CORNERS OF THE EARTH, Heb. מֵאַרְבַּ֖ע כַּנְפֹ֥ות הָאָֽרֶץ Isaiah 11:12 and variations in Job 37:3 and 38:13; Ezekiel 7:2. A phrase to describe the expanse of the physical earth derived from semantic equivalents of great antiquity. The phrase, “four corners,” as expressive of the whole earth or a country, occurs in inscrs. of the Old Akkadian and Old Babylonian period (c. 2300 b.c.).



International Standard Bible Encyclopedia (1915)

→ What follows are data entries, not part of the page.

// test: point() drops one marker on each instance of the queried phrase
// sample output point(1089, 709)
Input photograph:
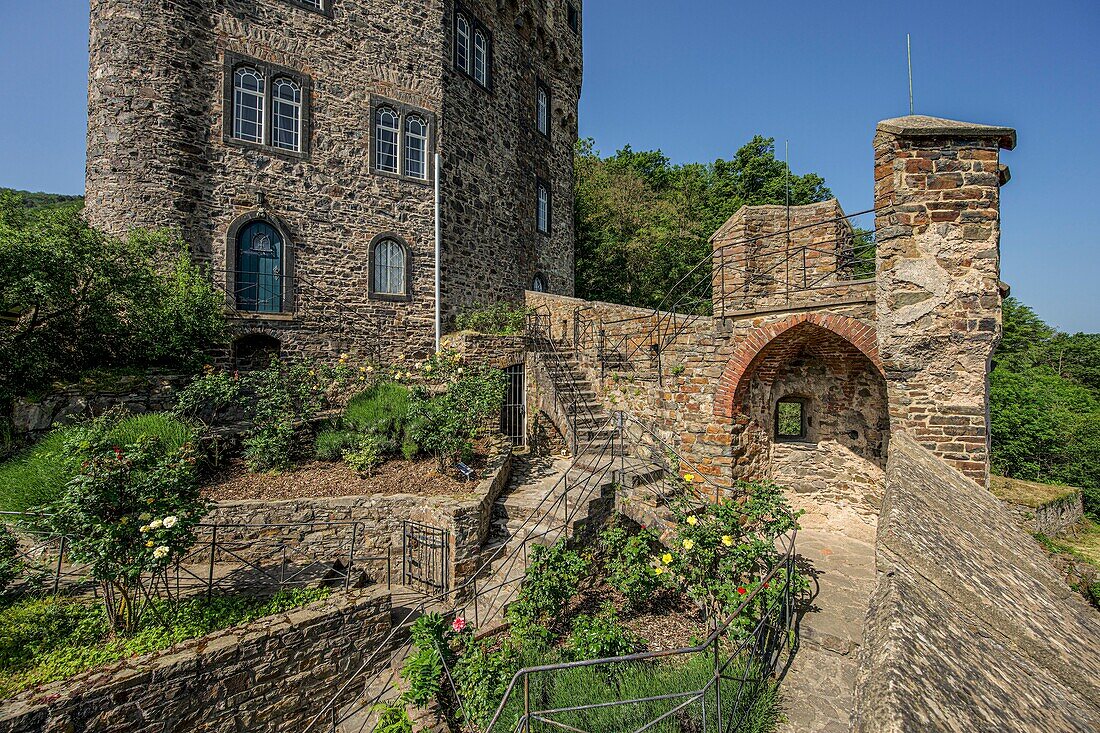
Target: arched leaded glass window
point(286, 115)
point(542, 219)
point(389, 267)
point(462, 43)
point(259, 277)
point(387, 133)
point(416, 146)
point(481, 58)
point(249, 105)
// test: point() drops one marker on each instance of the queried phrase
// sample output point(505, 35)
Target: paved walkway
point(836, 547)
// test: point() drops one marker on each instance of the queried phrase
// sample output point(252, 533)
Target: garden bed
point(329, 479)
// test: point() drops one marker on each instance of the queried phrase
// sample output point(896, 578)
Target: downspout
point(439, 245)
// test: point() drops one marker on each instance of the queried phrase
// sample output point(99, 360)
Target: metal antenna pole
point(909, 53)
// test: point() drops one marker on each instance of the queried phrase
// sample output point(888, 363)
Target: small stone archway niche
point(814, 404)
point(255, 351)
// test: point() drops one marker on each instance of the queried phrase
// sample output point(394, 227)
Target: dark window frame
point(803, 435)
point(271, 72)
point(573, 17)
point(326, 8)
point(373, 294)
point(543, 87)
point(475, 25)
point(540, 184)
point(403, 112)
point(287, 262)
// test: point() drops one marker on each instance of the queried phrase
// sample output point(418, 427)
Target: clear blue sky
point(697, 78)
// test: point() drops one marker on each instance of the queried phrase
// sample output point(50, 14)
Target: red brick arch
point(747, 352)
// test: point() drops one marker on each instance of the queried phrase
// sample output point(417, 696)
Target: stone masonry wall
point(937, 194)
point(970, 627)
point(465, 517)
point(76, 402)
point(158, 154)
point(270, 676)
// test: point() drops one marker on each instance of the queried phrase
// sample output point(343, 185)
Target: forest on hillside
point(642, 222)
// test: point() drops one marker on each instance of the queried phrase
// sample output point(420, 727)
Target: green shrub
point(629, 564)
point(424, 668)
point(39, 474)
point(44, 641)
point(365, 456)
point(382, 412)
point(550, 581)
point(600, 636)
point(446, 425)
point(392, 719)
point(10, 565)
point(331, 444)
point(501, 318)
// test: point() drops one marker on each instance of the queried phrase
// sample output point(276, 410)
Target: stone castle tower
point(293, 143)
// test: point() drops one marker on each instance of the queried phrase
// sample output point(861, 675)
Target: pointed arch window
point(286, 115)
point(388, 269)
point(266, 106)
point(259, 276)
point(416, 146)
point(249, 95)
point(387, 133)
point(481, 58)
point(462, 43)
point(473, 47)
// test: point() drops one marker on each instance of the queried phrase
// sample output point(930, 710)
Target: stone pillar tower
point(938, 301)
point(146, 121)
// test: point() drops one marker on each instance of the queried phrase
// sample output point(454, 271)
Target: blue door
point(260, 269)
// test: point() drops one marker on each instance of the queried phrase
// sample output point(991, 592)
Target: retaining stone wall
point(76, 402)
point(270, 676)
point(466, 518)
point(970, 627)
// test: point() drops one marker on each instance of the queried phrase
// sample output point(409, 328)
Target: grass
point(1029, 493)
point(48, 639)
point(37, 474)
point(759, 712)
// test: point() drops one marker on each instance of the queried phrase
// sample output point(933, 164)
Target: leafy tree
point(642, 223)
point(75, 299)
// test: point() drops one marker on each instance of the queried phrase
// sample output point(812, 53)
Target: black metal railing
point(485, 595)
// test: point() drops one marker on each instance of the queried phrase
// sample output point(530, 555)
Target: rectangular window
point(473, 47)
point(542, 109)
point(542, 216)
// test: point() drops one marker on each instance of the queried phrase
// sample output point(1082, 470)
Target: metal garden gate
point(514, 413)
point(426, 553)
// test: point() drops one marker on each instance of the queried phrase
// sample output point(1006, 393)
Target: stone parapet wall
point(271, 676)
point(73, 403)
point(970, 627)
point(378, 538)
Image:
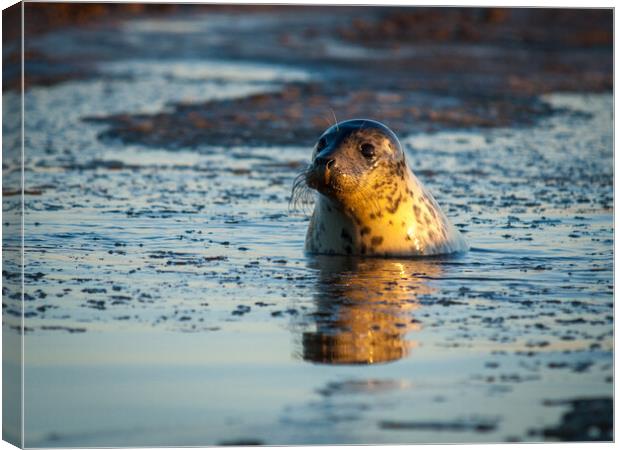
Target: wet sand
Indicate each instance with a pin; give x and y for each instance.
(168, 300)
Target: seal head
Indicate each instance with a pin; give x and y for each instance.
(369, 202)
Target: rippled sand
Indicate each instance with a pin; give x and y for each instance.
(168, 300)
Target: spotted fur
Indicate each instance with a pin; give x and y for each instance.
(360, 199)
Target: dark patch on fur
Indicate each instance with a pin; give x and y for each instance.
(346, 236)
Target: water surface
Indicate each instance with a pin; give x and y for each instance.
(169, 301)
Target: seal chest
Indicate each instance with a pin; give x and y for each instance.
(369, 202)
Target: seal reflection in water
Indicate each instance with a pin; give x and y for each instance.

The "corners" or "ends" of the earth are its "wings" (kanephoth ha-’arets), i.e. its borders or extremities. The word in general means a wing, because the wing of a bird is used as a covering for its young, and from this meaning it acquires that of the extremity of anything stretched out. It is thus used in De 22:12: "Thou shalt make thee fringes upon the four borders (wings) of thy vesture, wherewith thou coverest thyself." It thus also means the coasts or boundaries of the land surface of the earth; its extremities. It is translated "corners" in Isa 11:12; "ends" in Job 37:3, 38:13. The "four corners" of the earth (Isa 11:12) or "land" (Eze 7:2) are therefore simply the extremities of the land in the four cardinal directions.